The French troops in the area may have possessed some light field artillery, but nothing that would have made a dent in a three-to-four-foot thick stone wall – that would have required much more formidable weaponry, like siege mortars or shipborne cannons.

Given the lack of roads and the shallowness of the Potomac River, there was no reason for the colonists to worry about mortars or ocean-going men of war.

*     *     *     *     *

Horatio Sharpe, Maryland’s colonial governor, was the driving force behind the construction of fort Frederick.  He told the colonial legislature that the fort “will not be completed for less than £5000.”

Fort Frederick from the air
That turned out to be an understatement.  A year later, the legislature expressed alarm at the amount of money that had spent on Fort Frederick, which was nowhere near being complete:

Near the Sum of £6000 has been expended . . . and tho’ we have not any exact Information what Sum may still be wanting to compleat it, (if ever it shall be thought proper to be done) yet we are afraid the Sum requisite for that Purpose, must be considerable . . . 

The legislators were also concerned about the size of the force necessary to man the very large fort:

[W]e are apprehensive that Fort is so large, that in Case of Attack, it cannot be defended without a Number of Men larger than this Province can support, purely to maintain a Fortification.     

The fort had barracks sufficient to lodge some 300 soldiers.  That may not sound like many, but the area surrounding the fort was very thinly populated.

*     *     *     *     *

In 1758, a British expedition captured Fort Duquesne, a French fort located in what is now downtown Pittsburgh.  That victory freed western Maryland from the threat of attack, and whatever militia garrisoned Fort Frederick at that time were sent back home.

The fort was abandoned until 1763, when several hundred settlers took refuge there during Pontiac’s War, a wide-ranging Indian uprising that broke out just after the British and French signed the Treaty of Paris, which brought a temporary end to hostilities between those two empires.

Fort Frederick reenactors
The tribes who united under Chief Pontiac’s leadership attacked several British forts in western Pennsylvania, but never got as far as Fort Frederick.  After a month or so, the settlers returned to their farms.

Fort Frederick was pressed into service to hold British prisoners of war during the Revolutionary War.  Nearly a thousand British soldiers and officers – including some family members – were housed there at the end of that war.

The fort fell into disrepair over the next decades.  Some of its stones were removed and used in the construction of the C&O Canal and for the foundations of several houses in the area.

Maryland sold the land around Fort Frederick to a local farmer in 1791.  (The fort was occupied by a Union regiment during the Civil War, and there were some skirmishes between Union and Confederate forces in the area early in that war.)  The state repurchased the property in 1922, and the Civilian Conservation Corps restored it during the Great Depression.

*     *     *     *     *

I visited Fort Frederick recently during a two-day bike ride on the C&O Canal towpath.

Before entering the fort proper, I sat down on a shaded bench and enjoyed an egg salad sandwich, dill pickle-flavored potato chips, and some Dr. Pepper, which I had picked up at a truck stop just a few miles away.

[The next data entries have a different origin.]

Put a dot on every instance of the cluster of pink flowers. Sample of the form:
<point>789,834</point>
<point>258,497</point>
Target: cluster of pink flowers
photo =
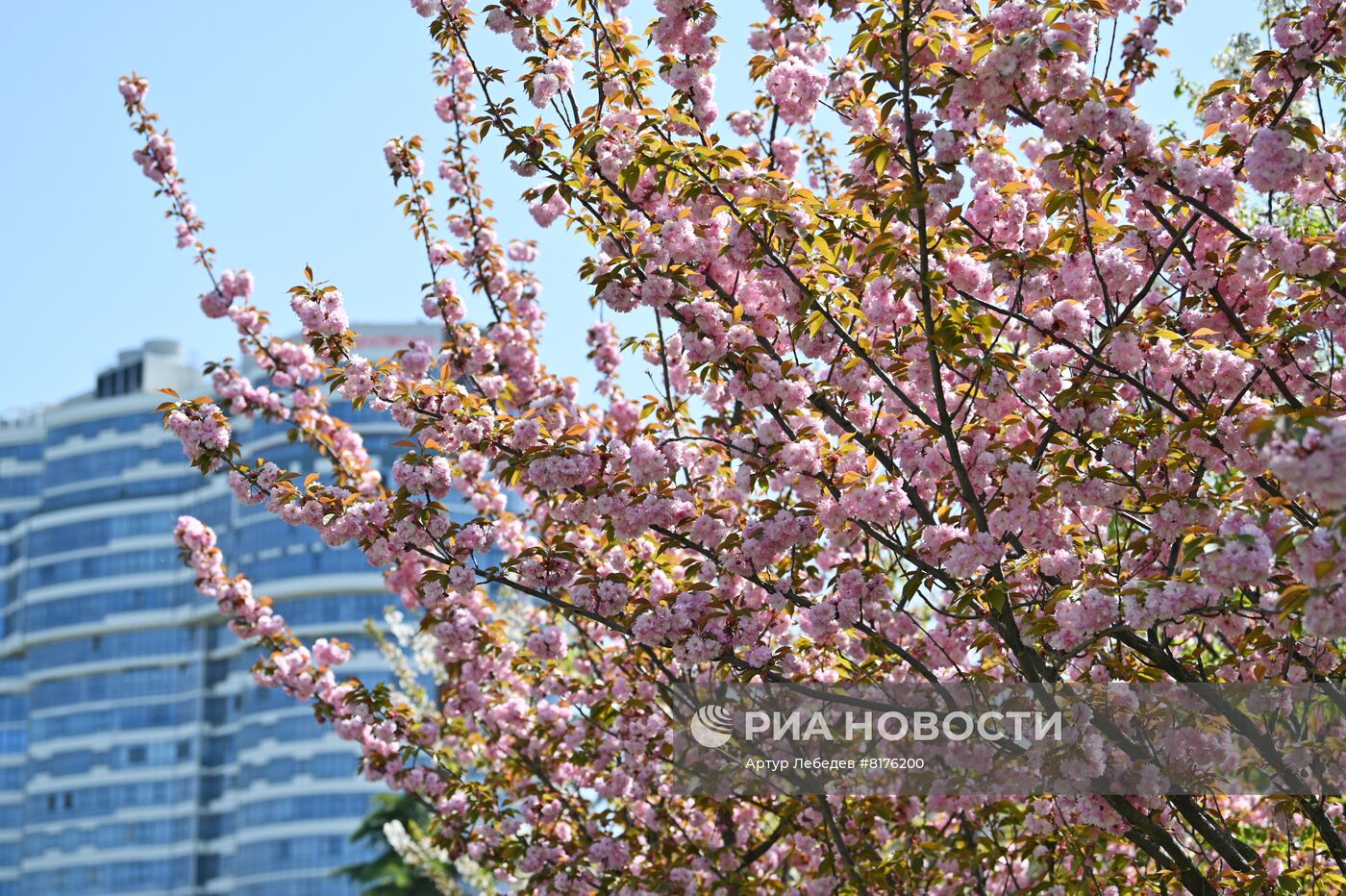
<point>796,87</point>
<point>932,403</point>
<point>202,430</point>
<point>232,286</point>
<point>322,313</point>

I posted a photo of the egg-salad sandwich on Facebook, claiming that I had purchased it at a gas station the morning before, stuck it in my backpack, and promptly forgot about it for 24-plus hours.

What a kerfuffle this caused among les femmes d’un certain âge who are my Facebook friends.  

“Don’t eat it!” said one.  “Don’t you eat that!” said another.  “If you decide to eat it, please post the name of the hospital where you're being treated so we can send get well wishes,” said a third.  (HOW STUPID DO YOU THINK I AM, LADIES?)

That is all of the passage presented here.